Comparatively, CDR will remove file-based threats without relying on signatures, heuristics, or behavioral analysis (sandboxing). It returns a clean file without any changes to the visual layer, and most CDR services can deal with file archives and disarm so-called ‘zip bombs’, which are designed to drown system resources with an ever-expanding set of files.

6. Isolate File Storage: With organizations increasingly adopting immutable design patterns, file persistence should take place outside of the application server, such as in a container that runs alongside many other services within the application. This allows the system to self-heal when issues are encountered. Isolation of files from the main application facilitates system resilience, and also ensures that any residual risks associated with the incoming documents are kept separate. Ideally, files should be stored outside of the Webroot folder, where only administrative access is allowed.

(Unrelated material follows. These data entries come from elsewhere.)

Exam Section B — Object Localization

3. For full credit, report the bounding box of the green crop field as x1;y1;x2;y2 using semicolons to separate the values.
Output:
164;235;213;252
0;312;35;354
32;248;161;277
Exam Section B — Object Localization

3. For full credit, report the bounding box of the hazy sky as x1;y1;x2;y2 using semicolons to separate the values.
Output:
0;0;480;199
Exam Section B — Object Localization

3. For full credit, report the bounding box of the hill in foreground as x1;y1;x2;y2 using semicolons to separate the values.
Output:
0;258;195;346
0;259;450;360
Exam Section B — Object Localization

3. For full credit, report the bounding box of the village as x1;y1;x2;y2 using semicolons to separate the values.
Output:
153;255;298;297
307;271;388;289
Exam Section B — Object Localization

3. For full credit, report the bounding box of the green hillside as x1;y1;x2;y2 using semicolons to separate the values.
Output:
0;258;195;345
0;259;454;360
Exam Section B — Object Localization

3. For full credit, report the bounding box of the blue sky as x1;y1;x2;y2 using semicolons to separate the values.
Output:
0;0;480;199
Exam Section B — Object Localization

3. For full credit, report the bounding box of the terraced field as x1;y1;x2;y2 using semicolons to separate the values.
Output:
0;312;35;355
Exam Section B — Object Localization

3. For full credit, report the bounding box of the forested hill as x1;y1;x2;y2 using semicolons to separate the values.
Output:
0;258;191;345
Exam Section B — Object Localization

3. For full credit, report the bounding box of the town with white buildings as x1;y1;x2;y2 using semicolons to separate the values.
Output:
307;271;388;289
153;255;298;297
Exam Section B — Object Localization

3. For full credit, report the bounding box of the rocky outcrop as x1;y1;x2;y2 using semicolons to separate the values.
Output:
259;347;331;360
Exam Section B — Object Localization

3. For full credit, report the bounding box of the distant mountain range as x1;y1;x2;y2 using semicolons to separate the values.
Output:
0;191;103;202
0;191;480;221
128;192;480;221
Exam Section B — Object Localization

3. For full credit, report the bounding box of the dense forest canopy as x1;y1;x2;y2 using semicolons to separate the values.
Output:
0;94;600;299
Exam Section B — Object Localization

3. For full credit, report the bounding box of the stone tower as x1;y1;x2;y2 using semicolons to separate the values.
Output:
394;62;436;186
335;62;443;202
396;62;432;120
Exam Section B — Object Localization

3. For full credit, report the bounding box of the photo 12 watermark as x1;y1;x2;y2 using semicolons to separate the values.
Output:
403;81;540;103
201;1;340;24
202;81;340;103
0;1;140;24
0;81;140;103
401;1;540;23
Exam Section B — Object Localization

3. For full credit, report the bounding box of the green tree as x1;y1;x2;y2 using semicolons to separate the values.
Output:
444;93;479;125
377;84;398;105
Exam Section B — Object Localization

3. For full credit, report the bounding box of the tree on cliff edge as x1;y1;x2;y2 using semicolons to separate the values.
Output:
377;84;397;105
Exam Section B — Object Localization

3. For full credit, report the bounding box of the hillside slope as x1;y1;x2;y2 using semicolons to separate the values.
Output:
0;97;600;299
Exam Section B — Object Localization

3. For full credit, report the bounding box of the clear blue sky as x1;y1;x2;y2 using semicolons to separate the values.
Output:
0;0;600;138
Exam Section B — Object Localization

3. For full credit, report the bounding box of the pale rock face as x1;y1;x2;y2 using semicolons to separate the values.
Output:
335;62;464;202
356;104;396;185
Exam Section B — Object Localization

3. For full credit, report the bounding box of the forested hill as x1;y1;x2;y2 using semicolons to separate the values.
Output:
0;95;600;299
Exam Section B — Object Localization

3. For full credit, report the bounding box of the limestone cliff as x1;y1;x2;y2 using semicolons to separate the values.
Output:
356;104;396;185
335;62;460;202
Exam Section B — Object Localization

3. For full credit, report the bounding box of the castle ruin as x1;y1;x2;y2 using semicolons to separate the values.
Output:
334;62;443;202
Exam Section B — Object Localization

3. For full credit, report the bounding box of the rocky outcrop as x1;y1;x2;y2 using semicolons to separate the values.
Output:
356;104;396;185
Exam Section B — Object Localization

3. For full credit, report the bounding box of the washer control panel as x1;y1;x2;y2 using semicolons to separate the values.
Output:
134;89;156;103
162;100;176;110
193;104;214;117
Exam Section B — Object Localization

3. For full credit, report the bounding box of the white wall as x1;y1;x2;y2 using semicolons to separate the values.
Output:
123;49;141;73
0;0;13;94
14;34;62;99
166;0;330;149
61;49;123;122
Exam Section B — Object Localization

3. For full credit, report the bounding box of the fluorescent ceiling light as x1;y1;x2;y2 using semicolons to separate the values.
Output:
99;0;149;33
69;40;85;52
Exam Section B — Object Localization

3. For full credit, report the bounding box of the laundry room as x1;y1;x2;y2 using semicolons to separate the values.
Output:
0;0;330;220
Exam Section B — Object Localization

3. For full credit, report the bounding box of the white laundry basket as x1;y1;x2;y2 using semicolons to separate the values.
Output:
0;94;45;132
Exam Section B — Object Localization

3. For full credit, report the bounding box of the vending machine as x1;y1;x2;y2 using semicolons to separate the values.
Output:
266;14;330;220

Glasswall CDR platform – The cloud-native solution

The Glasswall CDR Platform sanitizes files to prevent both known and zero-day threats from entering an organization’s IT infrastructure. Glasswall allows organizations that are considering incorporating CDR into their IT infrastructure to trial the technology via a public synchronous API – file type detection, analysis and file rebuild endpoints are all available for evaluation purposes.

An asynchronous version of the API is also available for public evaluation. This enables application owners to interact with pre-signed URLs so that application logic can retrieve a file at a future point in time – avoiding overload during heavy periods of file upload requests. The OpenAPI specification facilitates automated codegen^ to accelerate application integration with modern coding languages.  

Additionally, a free to use version of Glasswall Clean Room provides a reference point for how a contemporary user interface may interact with the Glasswall API to remove threats from file uploads.  

The Glasswall CDR Platform can CDR a file via a call to the API, or also indirectly using an ICAP+ compliant appliance. File Uploads (and even Downloads) can be supported by these approaches.  

Glasswall recommends the adoption of automated application security testing tools along with CDR to ensure that file upload functionality is kept safe from targeted attacks. This guidance for making File Uploads safer within your application should help you neutralize the threat of malware entering your organization.